Nach dem Willen einer von der Regierung eingesetzten Expertenkommission solle die NSA künftig schärferen Beschränkungen und Kontrollen unterzogen werden. Das Gremium legte Obama jüngst entsprechende Vorschlägen vor. Zu den Kernpunkten gehört nach Medienberichten, dass das Programm zum Sammeln der Telefondaten der US-Bürger weitergehen, aber die NSA die Informationen nicht mehr selbst speichern darf. Das sollen künftig die Telefongesellschaften oder eine andere dritte Partei übernehmen. Obama will im Januar seine Entscheidung über schärfe Kontrollen bekanntgeben.
Keine Amnestie für Snowden
Bei der Strafverfolgung des früheren US-Geheimdienstmitarbeiters Edward Snowden bleibt das Weiße Haus hart: Nachdem ein ranghoher Vertreter des Geheimdienstes NSA eine Amnestieregelung ins Gespräch gebracht hatte, forderte die Regierung von Präsident Barack Obama am Montag erneut eine Auslieferung Snowdens. „Unsere Position hat sich überhaupt nicht verändert“, sagte Obamas Sprecher Jay Carney.
Der Leiter der für den Fall zuständigen NSA-Ermittlergruppe, Rick Ledgett, hatte sich im Fernsehsender CBS offen für eine Straffreiheit von Snowden gezeigt, wenn dieser die Veröffentlichung weiterer Geheimdienstdokumente stoppe. „Meine persönliche Meinung ist, ja, es ist ein Gespräch wert“, sagte Ledgett in der am Sonntag ausgestrahlten Sendung "60 Minutes", in der Snowden als eine Art trickreicher Bösewicht dargestellt wurde.
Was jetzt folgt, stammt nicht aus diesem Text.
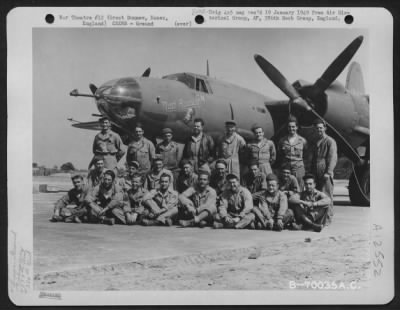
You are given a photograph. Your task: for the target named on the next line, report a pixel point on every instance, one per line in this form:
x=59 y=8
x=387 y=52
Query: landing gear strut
x=359 y=185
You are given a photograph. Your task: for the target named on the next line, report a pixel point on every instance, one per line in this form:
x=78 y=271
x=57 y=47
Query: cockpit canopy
x=191 y=80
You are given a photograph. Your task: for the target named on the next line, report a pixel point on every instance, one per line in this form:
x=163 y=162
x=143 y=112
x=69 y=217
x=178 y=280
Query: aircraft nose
x=120 y=99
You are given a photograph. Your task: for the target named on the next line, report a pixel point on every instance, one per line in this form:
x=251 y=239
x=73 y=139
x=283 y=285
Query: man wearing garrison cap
x=261 y=150
x=324 y=159
x=272 y=211
x=169 y=152
x=230 y=146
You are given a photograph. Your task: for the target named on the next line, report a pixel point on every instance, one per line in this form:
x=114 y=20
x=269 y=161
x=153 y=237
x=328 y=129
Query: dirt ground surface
x=99 y=257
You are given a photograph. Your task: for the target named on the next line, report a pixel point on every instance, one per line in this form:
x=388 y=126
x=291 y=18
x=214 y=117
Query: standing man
x=324 y=159
x=262 y=150
x=161 y=205
x=230 y=146
x=107 y=144
x=133 y=208
x=152 y=179
x=311 y=206
x=198 y=203
x=291 y=149
x=69 y=208
x=199 y=148
x=96 y=174
x=218 y=179
x=105 y=202
x=235 y=206
x=288 y=183
x=141 y=150
x=187 y=178
x=272 y=211
x=126 y=182
x=169 y=152
x=254 y=180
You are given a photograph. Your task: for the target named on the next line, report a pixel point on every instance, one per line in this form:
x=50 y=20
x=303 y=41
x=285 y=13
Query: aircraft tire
x=357 y=197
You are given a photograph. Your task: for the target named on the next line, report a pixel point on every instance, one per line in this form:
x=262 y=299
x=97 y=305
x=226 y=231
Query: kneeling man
x=105 y=202
x=69 y=208
x=311 y=206
x=272 y=211
x=198 y=203
x=161 y=205
x=235 y=206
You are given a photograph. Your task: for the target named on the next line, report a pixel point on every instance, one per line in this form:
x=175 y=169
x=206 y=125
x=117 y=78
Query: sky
x=65 y=59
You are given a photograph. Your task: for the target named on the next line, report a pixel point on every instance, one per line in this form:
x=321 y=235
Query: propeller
x=146 y=73
x=93 y=88
x=330 y=74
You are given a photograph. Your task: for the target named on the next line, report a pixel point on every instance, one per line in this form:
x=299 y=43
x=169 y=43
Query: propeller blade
x=345 y=146
x=337 y=66
x=93 y=88
x=146 y=73
x=281 y=82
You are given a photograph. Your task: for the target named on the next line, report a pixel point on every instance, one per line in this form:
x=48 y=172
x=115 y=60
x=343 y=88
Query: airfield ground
x=100 y=257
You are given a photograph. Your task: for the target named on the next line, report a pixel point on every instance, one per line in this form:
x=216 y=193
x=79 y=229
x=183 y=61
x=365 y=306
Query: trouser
x=236 y=222
x=261 y=219
x=325 y=185
x=317 y=215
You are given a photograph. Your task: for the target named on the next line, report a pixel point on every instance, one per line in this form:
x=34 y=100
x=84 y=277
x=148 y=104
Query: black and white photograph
x=200 y=162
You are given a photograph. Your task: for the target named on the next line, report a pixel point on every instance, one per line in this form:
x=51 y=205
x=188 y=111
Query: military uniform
x=219 y=183
x=161 y=207
x=255 y=184
x=199 y=150
x=291 y=155
x=289 y=186
x=264 y=153
x=323 y=162
x=94 y=178
x=71 y=205
x=152 y=180
x=133 y=207
x=235 y=209
x=143 y=152
x=193 y=202
x=318 y=212
x=100 y=198
x=109 y=146
x=273 y=206
x=184 y=182
x=229 y=149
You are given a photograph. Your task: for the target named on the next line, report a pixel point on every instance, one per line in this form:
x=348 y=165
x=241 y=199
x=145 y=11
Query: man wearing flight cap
x=261 y=150
x=198 y=203
x=272 y=211
x=235 y=206
x=108 y=145
x=186 y=177
x=324 y=159
x=169 y=152
x=230 y=146
x=126 y=182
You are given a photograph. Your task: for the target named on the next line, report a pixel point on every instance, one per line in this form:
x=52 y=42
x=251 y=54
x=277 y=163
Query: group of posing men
x=204 y=186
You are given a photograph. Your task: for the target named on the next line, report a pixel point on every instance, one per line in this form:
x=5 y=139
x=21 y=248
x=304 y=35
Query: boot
x=186 y=223
x=311 y=224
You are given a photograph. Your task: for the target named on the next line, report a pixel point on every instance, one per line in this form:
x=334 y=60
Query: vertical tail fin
x=355 y=80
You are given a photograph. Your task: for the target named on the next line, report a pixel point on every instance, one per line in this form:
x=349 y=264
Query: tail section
x=355 y=80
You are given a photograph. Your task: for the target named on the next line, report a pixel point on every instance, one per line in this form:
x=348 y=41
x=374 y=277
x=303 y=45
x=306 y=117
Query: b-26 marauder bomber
x=176 y=99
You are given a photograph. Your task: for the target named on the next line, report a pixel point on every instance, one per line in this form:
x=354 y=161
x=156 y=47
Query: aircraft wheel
x=359 y=191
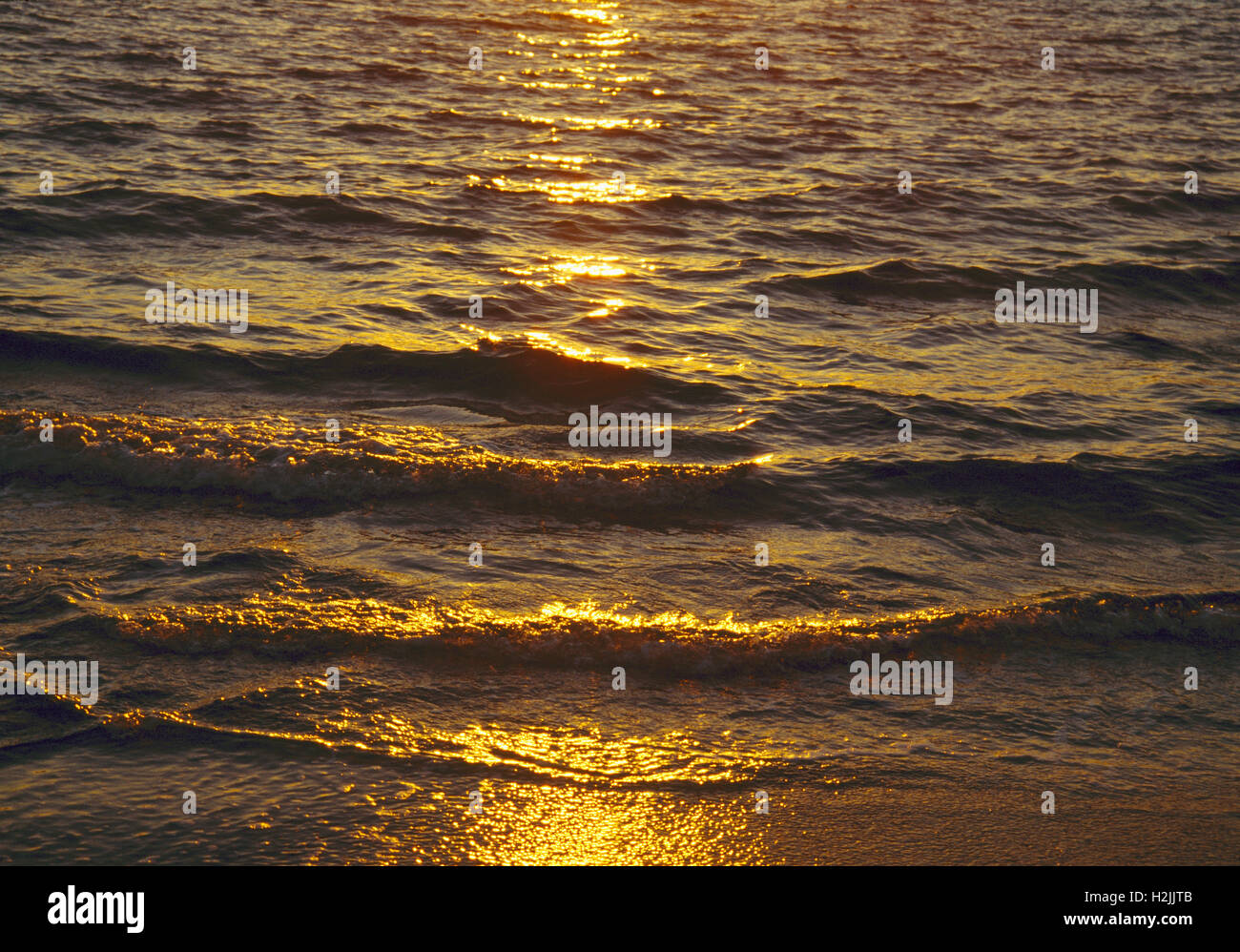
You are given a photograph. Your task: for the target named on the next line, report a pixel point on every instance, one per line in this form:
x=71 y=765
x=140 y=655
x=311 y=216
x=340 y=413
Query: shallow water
x=633 y=295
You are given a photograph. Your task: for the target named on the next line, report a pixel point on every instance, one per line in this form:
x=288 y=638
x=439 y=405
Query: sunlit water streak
x=618 y=183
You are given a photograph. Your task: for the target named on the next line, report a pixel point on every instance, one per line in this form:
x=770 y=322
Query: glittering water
x=619 y=185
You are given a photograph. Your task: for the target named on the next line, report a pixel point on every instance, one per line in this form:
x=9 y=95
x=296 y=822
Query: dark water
x=633 y=295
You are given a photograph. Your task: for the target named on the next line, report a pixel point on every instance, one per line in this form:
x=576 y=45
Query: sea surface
x=646 y=223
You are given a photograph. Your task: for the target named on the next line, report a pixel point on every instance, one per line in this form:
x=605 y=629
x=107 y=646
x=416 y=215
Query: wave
x=283 y=463
x=935 y=281
x=306 y=625
x=491 y=372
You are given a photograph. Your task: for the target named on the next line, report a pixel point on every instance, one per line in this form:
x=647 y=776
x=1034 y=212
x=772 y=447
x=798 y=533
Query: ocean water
x=616 y=187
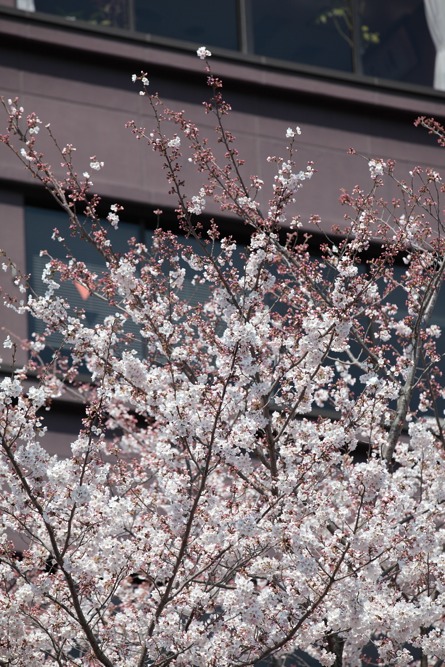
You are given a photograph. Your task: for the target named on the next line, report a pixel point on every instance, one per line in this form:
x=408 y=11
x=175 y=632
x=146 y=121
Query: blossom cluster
x=259 y=466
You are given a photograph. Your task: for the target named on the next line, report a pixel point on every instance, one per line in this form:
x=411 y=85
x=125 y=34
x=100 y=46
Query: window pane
x=314 y=32
x=203 y=22
x=39 y=227
x=105 y=13
x=395 y=41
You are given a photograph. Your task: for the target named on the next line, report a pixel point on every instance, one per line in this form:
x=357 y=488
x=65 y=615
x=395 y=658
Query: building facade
x=350 y=73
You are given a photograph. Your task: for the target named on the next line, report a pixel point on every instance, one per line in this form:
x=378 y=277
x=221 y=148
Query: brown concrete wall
x=80 y=82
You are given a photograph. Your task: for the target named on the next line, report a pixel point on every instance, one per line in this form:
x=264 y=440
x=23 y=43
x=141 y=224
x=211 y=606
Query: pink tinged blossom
x=203 y=53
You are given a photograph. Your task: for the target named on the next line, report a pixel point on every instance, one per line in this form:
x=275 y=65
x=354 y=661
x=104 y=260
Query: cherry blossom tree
x=268 y=475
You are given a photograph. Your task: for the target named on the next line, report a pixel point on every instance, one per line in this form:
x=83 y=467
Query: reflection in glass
x=403 y=50
x=307 y=31
x=40 y=224
x=200 y=21
x=106 y=13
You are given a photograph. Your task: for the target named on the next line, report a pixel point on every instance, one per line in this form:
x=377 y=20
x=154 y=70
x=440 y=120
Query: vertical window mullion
x=357 y=66
x=243 y=30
NSA-Chef Keith Alexander lehnte Gnade für Snowden dagegen ab. In der CBS-Sendung sagte er, eine Amnestie für den Ex-Geheimdienstmitarbeiter wäre dasselbe wie bei einem Geiselnehmer, der „50 Menschen in seine Gewalt bringt, zehn niederschießt und dann sagt: 'Ihr gebt mir volle Straffreiheit und ich lasse die anderen 40 gehen'“.